Boots and the hoots return to Lethbridge this week. photo by Richard Amery
 They have a rare Thursday night show, Feb. 27 with Red Deer roots /folk band Boots and The Hoots and Broken Brothers aka Eric Laroque and Ben Caldwell, performing after the Owl’s monthly poetry open mic hosted by Teri Petz at 7:30 p.m.
 They turn things up a notch, Feb. 28 with Calgary soul and funk band God Spilt the Milk plus local bands the Cayley and 21st Avenue. Admission is by donation.


Lethbridge Musical Theatre’s Broadway open mic returns to the Owl Acoustic Lounge, Feb. 29 from 3-5 p.m. So come on out and belt out your favourite Broadway hits. Live piano accompaniment will be provided. Feel free to bring you own sheet music or choose from the music available.
 Later on, Jay Bowcott’s new band Rooks return to the Owl Acoustic Lounge stage at approximately 9:30 p.m.

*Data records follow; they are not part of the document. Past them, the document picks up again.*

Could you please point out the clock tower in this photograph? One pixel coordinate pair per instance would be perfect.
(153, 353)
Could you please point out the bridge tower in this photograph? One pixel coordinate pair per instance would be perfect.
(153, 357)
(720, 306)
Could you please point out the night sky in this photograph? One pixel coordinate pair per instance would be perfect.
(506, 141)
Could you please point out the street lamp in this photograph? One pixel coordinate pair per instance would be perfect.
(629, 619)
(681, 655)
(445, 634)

 The Geomatic Attic brings back Calgary indie rock/ folk band Reuben and the Dark to Southminster United Church, Feb. 29. Local band Ghost Woman open the show at  at 8 p.m. sharp.  Tickets cost $36.50.

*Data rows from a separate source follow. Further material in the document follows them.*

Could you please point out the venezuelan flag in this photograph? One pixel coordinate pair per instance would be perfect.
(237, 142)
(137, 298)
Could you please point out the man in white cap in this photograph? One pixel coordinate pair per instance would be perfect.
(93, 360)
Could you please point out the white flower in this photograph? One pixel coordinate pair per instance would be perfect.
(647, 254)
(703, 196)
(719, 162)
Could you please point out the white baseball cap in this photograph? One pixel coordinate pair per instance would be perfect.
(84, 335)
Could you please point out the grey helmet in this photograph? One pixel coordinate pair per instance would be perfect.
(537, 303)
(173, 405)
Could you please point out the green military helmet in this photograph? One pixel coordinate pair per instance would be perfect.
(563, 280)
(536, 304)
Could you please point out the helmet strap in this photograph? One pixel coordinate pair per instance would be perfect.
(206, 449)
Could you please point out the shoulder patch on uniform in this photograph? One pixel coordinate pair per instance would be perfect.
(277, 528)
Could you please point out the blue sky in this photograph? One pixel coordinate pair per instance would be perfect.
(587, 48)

 That corner of downtown will be packed Feb. 29, with three big shows happening.
 Ammena Dance presents An Explosion of World Dance in the Yates Theatre beginning at 7:30 p.m. Tickets for Explosion of World Dance are $31 for adults,  $26 for children.

While right next door in the Sterndale Bennett Theatre, the Quaint Quirky and Queer cabaret begins at 8 p.m.. Tickets are $25 in advance, $30 at the door.


 The Slice rocks as usual this week. On Feb. 28, Red Deer based power pop group The Pits Planet Earth plus local alternative rock band MTBC play the Slice beginning at around 9:30 p.m. There is a $10 cover for the show.


The next night, the Slice features local Led Zeppelin tribute Tangerine beginning at 9 p.m.


The Elim Village features a special  Leap of Faith Dessert Night, Feb. 29 at  the Grand Hall (275 Lettice Perry Road north) beginning at 7 p.m.
Deanna Storfie and Nathalie Snijder will be entertaining throughout the event, 7-9 p.m.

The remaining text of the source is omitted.